Comment s’en étonner quand toutes les institutions qui contribuent à la prévention des risques au travail – CHSCT, CARSAT, inspection du travail, médecine du travail – ont subi un démantèlement méthodique ces dernières années ?
De fait, le traitement judiciaire des infractions à la réglementation relative à la santé et à la sécurité au travail n’exerce aucun effet dissuasif.
En l’absence d’un réel suivi du devenir des procès-verbaux de l’inspection du travail par la direction générale du travail, les agent.es de certains départements ont entrepris de recenser elles et eux-mêmes les suites réservées à leurs procédures pénales en matière d’accident et de sécurité au travail. En Seine-Saint-Denis, par exemple, le résultat est édifiant … et nous pensons malheureusement qu’il reflète une tendance plus générale.
Ainsi, sur 150 procès-verbaux dressés entre 2014 et 2020 et dont les suites sont connues, seuls 43 ont fait ou vont faire l’objet d’une audience devant le tribunal correctionnel. Sept autres ont fait l’objet d’une ordonnance pénale ou d’une comparution sur reconnaissance préalable de culpabilité. Soit tout juste un tiers.
Un second tiers a d’ores et déjà fait l’objet d’un classement sans suite. Le Parquet a considéré par exemple que les faits n’étaient « pas suffisamment graves » s’agissant de l’inexécution par l’employeur d’une décision d’arrêt temporaire des travaux, destinées à protéger les salarié.es d’un risque de chute de hauteur à partir d’un échafaudage non conforme. On attendra donc que des travailleur.es de cette entreprise tombent pour sanctionner éventuellement l’employeur. Le ministère du travail inscrit pourtant année après année les chutes de hauteur comme axe prioritaire du plan national d’action de l’inspection du travail. Manifestement celui de la justice n’en est pas informé !
Quant au dernier tiers, il est composé de procédures pour lesquelles une enquête de police est « toujours en cours », souvent plus de quatre ans après la verbalisation et qui ont toutes les chances de prendre la poussière jusqu’à la prescription des délits constatés. Tel est le cas d’un procès-verbal relevé en 2014 pour un accident causé par l’absence de formation du conducteur d’un engin de chantier, ou encore d’une procédure dressée en 2016 suite à un accident du travail d’un salarié victime de multiples fractures causées par l’utilisation d’une machine non conforme.
Ainsi près des deux tiers des entreprises du 93 verbalisées pour un délit concernant la santé et la sécurité de leurs salarié.es ne subissent aucune conséquence.
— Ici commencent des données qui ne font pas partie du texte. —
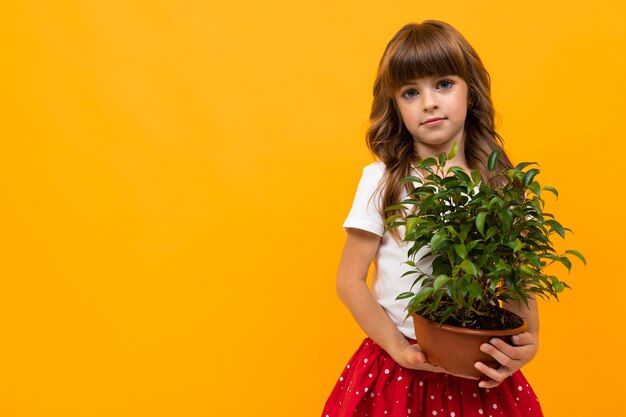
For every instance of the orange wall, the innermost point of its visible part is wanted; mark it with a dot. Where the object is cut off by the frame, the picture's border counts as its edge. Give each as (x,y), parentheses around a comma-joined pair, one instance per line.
(174,177)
Et nous parlons là de la partie du droit pénal du travail la plus poursuivie, le résultat serait pire encore en considérant la totalité des procès-verbaux de l’inspection du travail.
Lorsque l’affaire est poursuivie par le tribunal, il faut compter en moyenne 4 ans entre la transmission du procès verbal par l’inspection du travail au Procureur de la République et une éventuelle date d’audience.
Quel peut être l’effet dissuasif d’une condamnation qui intervient 4 ans après les faits ?
Et que dire de la situation des victimes d’accident du travail et de leurs familles pendant ces 4 longues années d’attente ?
Les victimes restent seules avec leurs blessures pendant plusieurs années sans aucune information sur les éventuelles suites judiciaires. Lorsque par chance l’audience arrive enfin, la victime qui se déplace au tribunal qui doit de se replonger dans les circonstances de son accident a de grande chance de voir son affaire renvoyée à une date ultérieure qui peut être fixée plusieurs mois voire un an après. A ce stade, on peut bien attendre une année de plus…
Et l’audience devant le tribunal correctionnel n’est pas synonyme d’une sanction dissuasive, loin s’en faut. Absence de formation des salarié.es pour des travaux sur de l’amiante ? 2400 euros d’amende pour la personne morale, 4000 pour la personne physique ! Accident du travail provoqué par la mise à disposition d’une machine non conforme aux règles de sécurité ? Amende de 500 euros ! Absences répétées de protections contre les risques de chute sur un chantier ? Amende de 1200 euros ! Des peines d’amende plus spectaculaires sont quelquefois prononcées, comme les 200 000 euros infligés à une grande entreprise responsable de la mort d’un ingénieur stagiaire sur le chantier du RER E. Mais elles peinent à masquer cette tendance générale. Quant aux rares peines d’emprisonnement, elles sont systématiquement assorties du sursis.
Plus inquiétant encore, des procédures pour accident mortel du travail ont à plusieurs reprises fait l’objet d’une relaxe sans que le Parquet, qui avait pourtant estimé les constats suffisamment solides pour renvoyer l’entreprise et ses dirigeant.es en correctionnelle, n’estime opportun de faire appel du jugement.
Pourquoi un tel naufrage ? Comme tous les services publics, celui de la justice a fait les frais des politiques d’austérité et manque cruellement de moyens pour donner suite à toutes les procédures qui le mériteraient. Mais l’absence de moyens est aggravée par des raisonnements politiques, selon lesquels les employeurs ne sont pas des justiciables comme les autres et les infractions au droit du travail, commises dans le huis clos des entreprises, ne troublent pas l’ordre public. Des procédures dressées suite à un accident du travail grave ont été classées sans suite ou ignorées jusqu’à prescription, alors que dans le même temps des places à l’audience étaient trouvées pour des conducteurs de taxi sans licence ou des vendeurs de cigarettes à la sauvette, qui n’avaient causé aucun dommage aux personnes.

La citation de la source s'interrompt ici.